We arrived this morning from Bath, and immediately set out to learn more about the Welsh, old and new. Our adventure began at the St. Fagan’s National History Museum, one of those open air folk museums where representative historic building are collected and displayed. Slate, wool, and coal made this area, and we saw many buildings featuring slate in ways that would cost a fortune in other parts of the world. Imagine a slate picket fence. Lovely cottages, stonework and furnishings. Can I please have a Welsh dresser?
How fascinating to learn that cockfighting was a standard form of entertainment, and that there was a standard building for the venue.
Our favorites were the old shops and the old tea room where we lunched (welsh rarebit, of course). The centerpiece of the park is St. Fagan’s Castle, considered one of the finest Elizabethan manor houses in Wales, with lovely grounds.

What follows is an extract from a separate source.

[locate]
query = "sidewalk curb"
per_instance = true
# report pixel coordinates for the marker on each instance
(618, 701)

The most charming building we explored was the Oakdale Workmen’s Institute, built near Caerphilly in 1917 and serving as the social and cultural focus of that mining community. One can just imagine the impassioned committee meetings taking place in this men-only bastion of self-management and self-improvement.
You can only do so much in one day, so in the remainder of our time, we took a look at the outside of Cardiff Castle and walked through the city. The original castle was built in the late 11th century by Norman invaders on top of a 3rd-century Roman fort, and was possibly commissioned by William the Conqueror, forming the heart of the medieval town of Cardiff. Lots of changes since then, but it’s still impressive, even with a rugby ball bursting through its walls.
Cardiff, you’ve been a great introduction to Wales!